The push to improve reading instruction will benefit our children...

The push to improve reading instruction will benefit our children and our country. Credit: Getty Images/Klaus Vedfelt

When people read for fun, they look for the good stuff — a bestseller or a friend’s favorite. Lately, I’ve read a lot of texts my friends send my way — specifically, their kids’ school literacy newsletters. These pieces often start similarly: “This year in Room 201, we will focus on improving as readers!” Unfortunately, those inspiring openings often devolve into frightening fiction, outlining approaches to reading instruction that have proved ineffective — the three-cueing method, whole language strategies, kinesthetic instruction, i.e., the “bad stuff.”

In New York, Gov. Kathy Hochul is pushing to improve literacy instruction, including a $10 million investment in literacy. I’m grateful, for we will need major resources to revamp reading instruction. State lawmakers also must pass pending legislation requiring that all institutions of higher education in the state undergo an audit on literacy instruction to inform how we improve.

This will be a huge push, but one that will benefit our children and our country. We don’t only need to implement new and improved curriculum for teachers in training, we also need to retrain current teachers so every educator has the proper tools to teach kids to read. As New York’s budget negotiations continue, we need to ensure this priority doesn’t get cut.

As the leader of an institution of higher education, a once-and-future English teacher, and mother of two learning-to-read kids, I see how we teach kids to read in our country, and it’s too often ineffective. There are plenty of reasons why school districts, educators, and parents stand by methods of reading instruction that don’t work.

School districts are beset by publishers who spend a lot of time and money pushing their approach to reading instruction, regardless of its efficacy.

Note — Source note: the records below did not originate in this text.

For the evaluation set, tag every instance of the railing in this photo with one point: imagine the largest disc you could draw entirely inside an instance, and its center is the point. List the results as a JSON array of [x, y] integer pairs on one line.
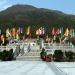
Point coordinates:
[[53, 47]]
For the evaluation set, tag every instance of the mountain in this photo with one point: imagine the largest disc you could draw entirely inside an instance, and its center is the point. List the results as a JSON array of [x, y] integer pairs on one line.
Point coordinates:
[[25, 15]]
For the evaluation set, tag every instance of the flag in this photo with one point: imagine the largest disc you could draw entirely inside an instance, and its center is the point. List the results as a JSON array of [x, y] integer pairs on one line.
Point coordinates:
[[37, 32], [66, 32], [7, 33], [58, 31], [70, 33], [53, 31], [0, 31], [14, 32], [73, 33], [2, 38], [17, 36], [61, 32], [43, 31], [28, 30]]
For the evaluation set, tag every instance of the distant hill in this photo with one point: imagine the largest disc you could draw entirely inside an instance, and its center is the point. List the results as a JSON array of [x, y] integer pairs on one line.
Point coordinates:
[[25, 15]]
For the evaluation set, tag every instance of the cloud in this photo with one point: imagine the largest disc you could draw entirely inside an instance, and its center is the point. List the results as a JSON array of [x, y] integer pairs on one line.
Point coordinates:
[[4, 4]]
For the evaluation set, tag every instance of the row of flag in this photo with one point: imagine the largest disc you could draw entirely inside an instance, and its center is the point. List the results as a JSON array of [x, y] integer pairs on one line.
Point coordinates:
[[16, 33]]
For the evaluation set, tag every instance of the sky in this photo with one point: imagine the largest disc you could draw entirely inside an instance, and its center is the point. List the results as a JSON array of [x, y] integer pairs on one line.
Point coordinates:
[[66, 6]]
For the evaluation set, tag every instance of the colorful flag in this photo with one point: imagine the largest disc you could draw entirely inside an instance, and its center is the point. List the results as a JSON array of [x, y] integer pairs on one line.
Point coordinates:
[[28, 30], [61, 33], [2, 38], [58, 31], [66, 32], [7, 33], [14, 32], [53, 31], [73, 33]]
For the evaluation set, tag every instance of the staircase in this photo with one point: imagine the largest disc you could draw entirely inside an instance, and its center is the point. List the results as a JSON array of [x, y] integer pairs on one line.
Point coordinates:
[[32, 55]]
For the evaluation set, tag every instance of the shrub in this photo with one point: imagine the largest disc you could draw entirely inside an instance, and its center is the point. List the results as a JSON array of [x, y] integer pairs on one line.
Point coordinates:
[[58, 55]]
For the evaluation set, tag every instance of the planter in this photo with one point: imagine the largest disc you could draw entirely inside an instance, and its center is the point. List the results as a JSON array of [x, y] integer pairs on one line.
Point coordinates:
[[48, 58]]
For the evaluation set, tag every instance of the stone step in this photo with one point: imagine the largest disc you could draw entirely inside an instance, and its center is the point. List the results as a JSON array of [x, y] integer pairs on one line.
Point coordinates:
[[28, 58], [32, 54]]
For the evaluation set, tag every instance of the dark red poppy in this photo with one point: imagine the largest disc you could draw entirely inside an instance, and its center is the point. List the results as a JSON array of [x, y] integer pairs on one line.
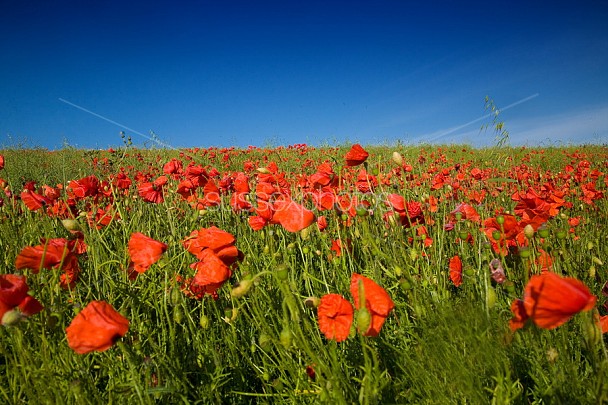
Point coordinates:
[[96, 328], [335, 315], [13, 295], [211, 272], [216, 240], [456, 270], [551, 300], [152, 192], [356, 155], [33, 201], [291, 215], [377, 301], [144, 251]]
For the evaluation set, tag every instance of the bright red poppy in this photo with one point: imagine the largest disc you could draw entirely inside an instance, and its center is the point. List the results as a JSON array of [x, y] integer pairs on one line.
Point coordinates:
[[335, 317], [551, 300], [49, 254], [13, 295], [144, 251], [211, 271], [356, 155], [215, 239], [377, 301], [291, 215], [456, 270], [96, 328]]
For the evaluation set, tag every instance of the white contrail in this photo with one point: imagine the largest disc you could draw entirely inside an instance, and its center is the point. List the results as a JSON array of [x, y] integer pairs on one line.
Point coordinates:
[[452, 130], [116, 123]]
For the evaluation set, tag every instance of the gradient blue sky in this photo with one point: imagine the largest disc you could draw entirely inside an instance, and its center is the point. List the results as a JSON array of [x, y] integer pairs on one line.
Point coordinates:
[[241, 73]]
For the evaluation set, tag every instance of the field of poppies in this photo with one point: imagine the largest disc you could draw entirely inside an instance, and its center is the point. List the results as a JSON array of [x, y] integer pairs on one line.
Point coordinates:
[[427, 274]]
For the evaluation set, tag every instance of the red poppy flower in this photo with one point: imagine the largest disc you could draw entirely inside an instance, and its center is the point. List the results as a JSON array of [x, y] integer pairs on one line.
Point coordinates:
[[377, 301], [85, 187], [551, 300], [456, 271], [356, 155], [13, 294], [33, 201], [212, 272], [144, 251], [291, 215], [335, 317], [215, 239], [96, 328], [604, 323], [49, 254], [153, 192]]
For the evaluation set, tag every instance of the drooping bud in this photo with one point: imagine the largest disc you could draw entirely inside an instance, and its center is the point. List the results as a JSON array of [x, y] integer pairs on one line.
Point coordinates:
[[241, 288], [286, 337], [364, 320], [397, 158], [12, 317], [70, 224]]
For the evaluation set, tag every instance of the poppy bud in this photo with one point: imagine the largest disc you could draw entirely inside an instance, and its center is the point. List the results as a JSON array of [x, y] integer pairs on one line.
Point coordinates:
[[178, 315], [282, 272], [203, 322], [305, 233], [312, 302], [12, 317], [364, 320], [405, 284], [286, 337], [241, 288], [397, 158], [176, 296], [491, 297], [70, 224], [509, 286], [264, 341]]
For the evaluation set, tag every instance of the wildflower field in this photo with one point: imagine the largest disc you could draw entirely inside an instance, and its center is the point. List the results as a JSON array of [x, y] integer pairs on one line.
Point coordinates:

Principals and teachers can become “brand loyal” to reading programs and instructional approaches that we learned early in our careers. Parents don’t know what fluent, grade-level reading sounds like, so we don’t know to do extra reading at home, find a tutor, or raise hell when our kids aren’t reading well, and most of our kids aren’t; two-thirds of American fourth-graders cannot read at grade level.

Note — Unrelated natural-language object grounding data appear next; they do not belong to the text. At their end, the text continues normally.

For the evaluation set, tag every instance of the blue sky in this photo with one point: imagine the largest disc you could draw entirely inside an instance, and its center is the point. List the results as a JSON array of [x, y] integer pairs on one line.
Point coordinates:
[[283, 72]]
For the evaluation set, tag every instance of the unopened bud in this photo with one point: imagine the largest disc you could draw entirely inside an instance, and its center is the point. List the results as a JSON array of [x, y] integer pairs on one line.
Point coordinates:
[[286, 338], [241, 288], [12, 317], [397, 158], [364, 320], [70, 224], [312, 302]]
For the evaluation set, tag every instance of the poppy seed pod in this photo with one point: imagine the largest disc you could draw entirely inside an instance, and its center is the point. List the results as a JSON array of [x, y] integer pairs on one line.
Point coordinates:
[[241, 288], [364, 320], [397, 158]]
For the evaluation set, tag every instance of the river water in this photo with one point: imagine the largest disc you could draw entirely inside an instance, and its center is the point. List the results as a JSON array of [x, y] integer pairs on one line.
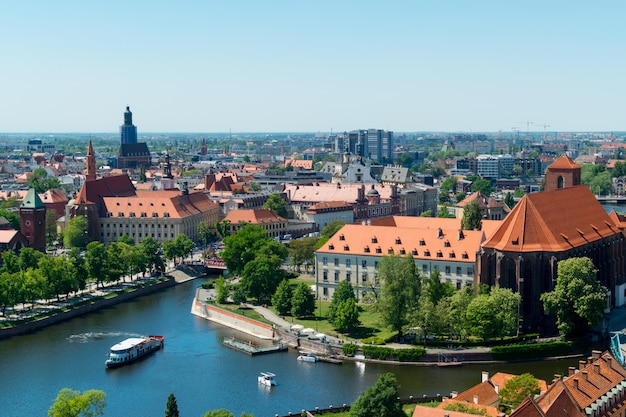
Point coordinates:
[[202, 374]]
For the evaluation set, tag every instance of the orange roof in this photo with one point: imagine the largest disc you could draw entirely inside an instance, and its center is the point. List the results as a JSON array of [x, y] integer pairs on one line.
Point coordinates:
[[564, 162], [433, 243], [595, 380], [254, 216], [172, 202], [550, 221]]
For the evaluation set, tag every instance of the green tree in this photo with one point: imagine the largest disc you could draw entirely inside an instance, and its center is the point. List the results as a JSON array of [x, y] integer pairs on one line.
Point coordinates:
[[12, 217], [331, 228], [482, 185], [262, 275], [277, 204], [96, 257], [343, 292], [448, 185], [242, 247], [302, 301], [472, 218], [221, 291], [281, 300], [346, 316], [41, 182], [444, 213], [381, 400], [171, 408], [75, 235], [516, 390], [70, 403], [400, 292], [578, 300]]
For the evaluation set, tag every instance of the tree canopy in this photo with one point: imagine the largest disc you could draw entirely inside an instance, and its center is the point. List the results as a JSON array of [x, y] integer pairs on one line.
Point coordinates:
[[381, 400], [400, 292], [578, 300], [70, 403]]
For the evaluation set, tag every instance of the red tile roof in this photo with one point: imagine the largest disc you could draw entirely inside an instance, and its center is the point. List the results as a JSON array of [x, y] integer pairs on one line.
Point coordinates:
[[550, 221]]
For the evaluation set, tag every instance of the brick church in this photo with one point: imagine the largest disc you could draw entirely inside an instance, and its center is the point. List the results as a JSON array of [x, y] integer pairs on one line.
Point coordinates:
[[562, 222]]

What should we be doing? Reading research has demonstrated — for several decades — that early reading instruction needs to include systematic phonics. Kindergartners, first-graders, and second-graders (and arguably beyond) should have this as part of their daily literacy instruction. This needs to be embedded every day, for many years. Great teachers and strong curriculum make this a fun and easy portion of reading instruction.

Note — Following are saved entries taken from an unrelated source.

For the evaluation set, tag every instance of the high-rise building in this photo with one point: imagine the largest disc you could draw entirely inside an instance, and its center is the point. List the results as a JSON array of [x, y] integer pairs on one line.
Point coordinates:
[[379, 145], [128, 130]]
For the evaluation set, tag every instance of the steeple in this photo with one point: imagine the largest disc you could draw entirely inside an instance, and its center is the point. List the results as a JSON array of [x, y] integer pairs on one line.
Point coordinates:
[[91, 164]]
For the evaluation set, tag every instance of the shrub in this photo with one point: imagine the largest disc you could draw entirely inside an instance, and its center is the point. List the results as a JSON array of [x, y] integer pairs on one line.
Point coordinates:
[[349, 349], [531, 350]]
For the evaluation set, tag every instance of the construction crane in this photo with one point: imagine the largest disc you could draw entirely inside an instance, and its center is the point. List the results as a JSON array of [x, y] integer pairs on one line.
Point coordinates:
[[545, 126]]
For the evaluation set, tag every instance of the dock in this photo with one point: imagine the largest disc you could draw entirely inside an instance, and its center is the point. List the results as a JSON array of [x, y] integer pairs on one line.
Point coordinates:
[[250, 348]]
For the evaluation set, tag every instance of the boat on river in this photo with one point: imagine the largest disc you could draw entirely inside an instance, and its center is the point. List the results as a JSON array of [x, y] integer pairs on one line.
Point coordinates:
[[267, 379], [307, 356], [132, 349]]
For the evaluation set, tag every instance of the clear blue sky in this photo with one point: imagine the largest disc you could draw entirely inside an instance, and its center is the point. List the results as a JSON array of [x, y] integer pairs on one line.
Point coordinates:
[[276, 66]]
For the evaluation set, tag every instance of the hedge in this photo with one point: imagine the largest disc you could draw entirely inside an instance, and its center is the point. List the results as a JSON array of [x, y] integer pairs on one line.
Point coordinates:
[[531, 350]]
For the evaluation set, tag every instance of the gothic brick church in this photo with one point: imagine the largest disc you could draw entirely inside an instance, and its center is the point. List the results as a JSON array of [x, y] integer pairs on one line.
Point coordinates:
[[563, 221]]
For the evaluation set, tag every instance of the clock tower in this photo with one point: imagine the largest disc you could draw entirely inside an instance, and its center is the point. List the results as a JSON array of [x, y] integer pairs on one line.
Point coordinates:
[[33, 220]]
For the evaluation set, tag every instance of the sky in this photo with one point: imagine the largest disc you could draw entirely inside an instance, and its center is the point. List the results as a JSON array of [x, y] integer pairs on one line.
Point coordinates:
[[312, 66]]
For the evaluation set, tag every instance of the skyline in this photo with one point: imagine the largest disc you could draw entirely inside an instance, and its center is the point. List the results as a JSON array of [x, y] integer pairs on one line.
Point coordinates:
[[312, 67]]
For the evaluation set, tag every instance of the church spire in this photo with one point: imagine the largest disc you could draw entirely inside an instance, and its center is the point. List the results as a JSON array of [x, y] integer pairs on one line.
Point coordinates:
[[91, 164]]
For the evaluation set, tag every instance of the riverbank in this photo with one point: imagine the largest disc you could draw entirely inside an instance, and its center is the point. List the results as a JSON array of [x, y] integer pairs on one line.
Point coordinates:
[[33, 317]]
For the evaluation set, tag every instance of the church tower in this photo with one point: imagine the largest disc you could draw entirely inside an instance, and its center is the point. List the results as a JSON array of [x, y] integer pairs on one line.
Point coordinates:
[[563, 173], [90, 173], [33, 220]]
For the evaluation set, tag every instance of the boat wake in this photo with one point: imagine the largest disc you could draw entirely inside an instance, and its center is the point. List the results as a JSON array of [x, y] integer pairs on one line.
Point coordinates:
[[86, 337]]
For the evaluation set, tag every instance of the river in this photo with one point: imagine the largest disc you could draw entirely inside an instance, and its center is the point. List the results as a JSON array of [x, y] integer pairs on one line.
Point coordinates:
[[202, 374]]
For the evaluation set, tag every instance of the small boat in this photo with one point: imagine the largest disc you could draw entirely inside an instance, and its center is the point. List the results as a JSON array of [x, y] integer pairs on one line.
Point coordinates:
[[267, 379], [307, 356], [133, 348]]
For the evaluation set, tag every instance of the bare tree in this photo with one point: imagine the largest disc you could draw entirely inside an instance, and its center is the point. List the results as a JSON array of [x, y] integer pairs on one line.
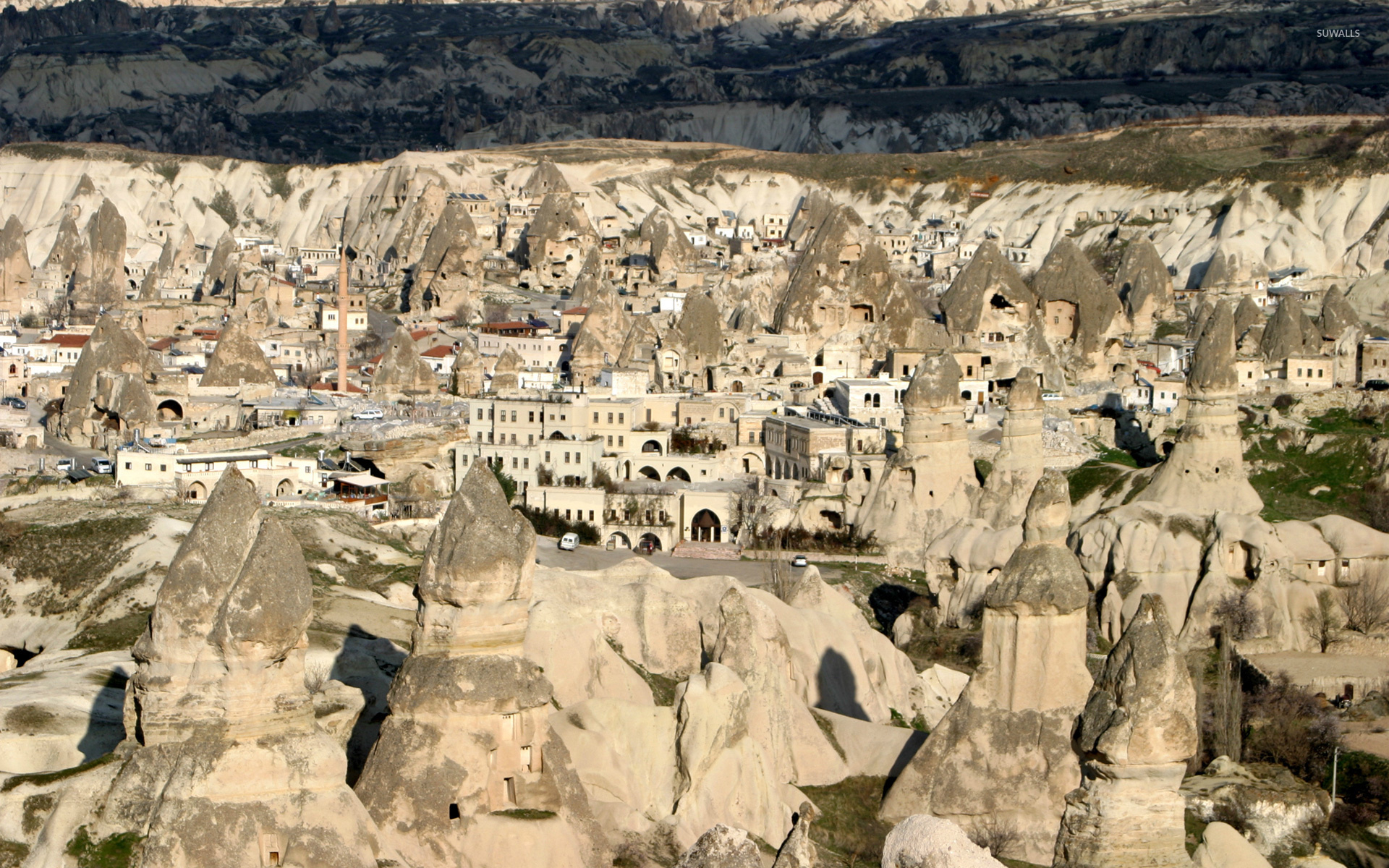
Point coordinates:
[[1324, 621], [1367, 605], [998, 836]]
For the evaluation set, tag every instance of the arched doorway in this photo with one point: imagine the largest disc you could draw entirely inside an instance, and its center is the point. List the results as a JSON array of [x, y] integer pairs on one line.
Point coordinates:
[[706, 528]]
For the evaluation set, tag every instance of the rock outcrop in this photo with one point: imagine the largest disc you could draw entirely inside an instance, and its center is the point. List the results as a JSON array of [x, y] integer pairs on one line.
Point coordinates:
[[238, 359], [16, 274], [110, 383], [1137, 733], [402, 371], [928, 842], [1145, 286], [1003, 753], [1205, 471], [466, 763], [1021, 456], [224, 762], [930, 484]]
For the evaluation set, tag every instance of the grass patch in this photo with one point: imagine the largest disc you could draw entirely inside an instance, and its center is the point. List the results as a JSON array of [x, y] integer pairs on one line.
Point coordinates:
[[524, 814], [1338, 471], [71, 558], [1092, 475], [45, 778], [13, 853], [114, 851], [849, 825], [113, 635]]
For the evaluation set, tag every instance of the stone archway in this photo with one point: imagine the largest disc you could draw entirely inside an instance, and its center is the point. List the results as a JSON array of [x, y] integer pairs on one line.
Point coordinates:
[[706, 528]]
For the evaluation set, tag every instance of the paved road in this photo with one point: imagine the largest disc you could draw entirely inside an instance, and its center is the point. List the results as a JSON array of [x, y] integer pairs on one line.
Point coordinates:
[[598, 557]]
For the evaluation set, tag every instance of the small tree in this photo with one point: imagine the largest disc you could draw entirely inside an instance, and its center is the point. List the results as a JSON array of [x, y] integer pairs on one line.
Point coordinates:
[[1367, 605], [1236, 614], [1322, 623]]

An additional challenge is preparing teachers — both current and new — to teach reading well. A National Council on Teacher Quality analysis last year of more than 700 teacher prep programs found that only 25% present a research-based approach to reading instruction, and 40% still use debunked methods. Only a quarter of the programs earned an ‘A’ on the evaluation; 50% received a failing grade.

How do we change this? We need to pass laws that prioritize kids learning to read above publishers’ profits and education schools’ preferences. As a professional community, we teacher-prep leaders need to hold ourselves and our institutions to higher standards. In sum, we need to ensure school districts can only adopt research-based reading programs and that teachers — current and new — are well prepared and using research-based approaches to reading instruction. This is what many teachers want, and what all kids deserve.

We need to ensure teachers and kids are only getting the “good stuff.”

  

This guest essay reflects the views of Mayme Hostetter, president of New York City-based Relay Graduate School of Education.